Media boycotts Russian parliament in harassment row

Leonid Slutsky
Leonid Slutsky was accused of a series of unwanted sexual advances on reporters. Photograph: Alexander Zemlianichenko/AP

As many as 20 Russian-language media outlets have withdrawn their journalists from covering Russia’s lower house of parliament or limited their coverage in protest at a sexual harassment scandal involving an MP.

RBC, TV Rain, RTVI and Echo of Moscow have withdrawn their journalists from the Duma in the past 24 hours after an ethics committee cleared Leonid Slutsky of any wrongdoing over a series of alleged unwanted sexual advances towards reporters.

The boycott is an unusual show of solidarity over sexual harassment, a problem that is often laughed off in Russia and recently has been painted as a pet issue of western liberals at odds with traditional Russian values.

RBC announced on Wednesday it would recall its journalists. “This decision by the ethics committee, in fact, admits the norm of the possibility of sexual harassment toward journalists by newsmakers,” it said in a statement. “We do not agree with this approach and refuse to consider the Duma’s position in this question to be adequate.”

Two popular business dailies, Kommersant and Vedomosti, said they would limit their correspondents’ interactions with Slutsky.

Three female journalists have publicly accused Slutsky, the head of the Duma’s foreign affairs committee, of making unwanted sexual advances towards them while they negotiated with him over interviews.
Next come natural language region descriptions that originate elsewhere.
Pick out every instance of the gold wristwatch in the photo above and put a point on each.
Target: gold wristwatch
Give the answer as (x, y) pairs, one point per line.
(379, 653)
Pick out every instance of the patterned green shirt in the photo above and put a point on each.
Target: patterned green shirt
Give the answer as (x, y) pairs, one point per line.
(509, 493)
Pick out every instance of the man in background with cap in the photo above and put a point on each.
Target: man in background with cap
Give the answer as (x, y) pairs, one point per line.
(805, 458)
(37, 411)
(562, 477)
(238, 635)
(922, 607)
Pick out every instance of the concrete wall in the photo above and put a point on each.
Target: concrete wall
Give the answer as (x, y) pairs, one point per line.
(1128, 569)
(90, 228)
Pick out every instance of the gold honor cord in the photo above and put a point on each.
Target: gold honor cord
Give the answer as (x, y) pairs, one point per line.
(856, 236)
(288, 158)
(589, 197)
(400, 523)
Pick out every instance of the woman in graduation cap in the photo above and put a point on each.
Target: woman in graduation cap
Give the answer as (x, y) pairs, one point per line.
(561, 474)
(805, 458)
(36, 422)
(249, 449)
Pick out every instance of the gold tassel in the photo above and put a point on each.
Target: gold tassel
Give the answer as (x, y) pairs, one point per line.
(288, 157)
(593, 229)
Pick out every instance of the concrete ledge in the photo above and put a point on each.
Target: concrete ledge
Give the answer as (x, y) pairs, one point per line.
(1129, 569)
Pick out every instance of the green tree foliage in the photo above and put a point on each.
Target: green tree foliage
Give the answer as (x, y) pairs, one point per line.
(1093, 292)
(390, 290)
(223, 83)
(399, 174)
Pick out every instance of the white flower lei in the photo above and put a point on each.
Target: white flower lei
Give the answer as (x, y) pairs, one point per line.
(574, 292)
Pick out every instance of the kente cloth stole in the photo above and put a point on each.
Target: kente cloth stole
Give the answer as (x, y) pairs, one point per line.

One said she had an audio recording of the encounter.

In one case, Slutsky was accused of asking a journalist to become his mistress and touching her inappropriately. In another, a journalist said Slutsky locked her in his office and tried to kiss her.

“He asked me to come without a camera,” said the journalist, Ekaterina Kotrikadze, in a live broadcast on the RTVI television station, where she is now a deputy editor. “He brought me into his office, locked the door and tried to pin me against the wall and somehow kiss and touch me. I got away and ran.”

Otari Ashiba, the head of the Duma ethics committee, said it had found no “violations by Slutsky of behavioural norms” and suggested the accusations were a provocation.

“The members of the commission have noted that the accusers announced their accusations of Slutsky nearly simultaneously, during the presidential election campaign, and after a significant amount of time (from one to three years) after the supposed incidents took place,” she said.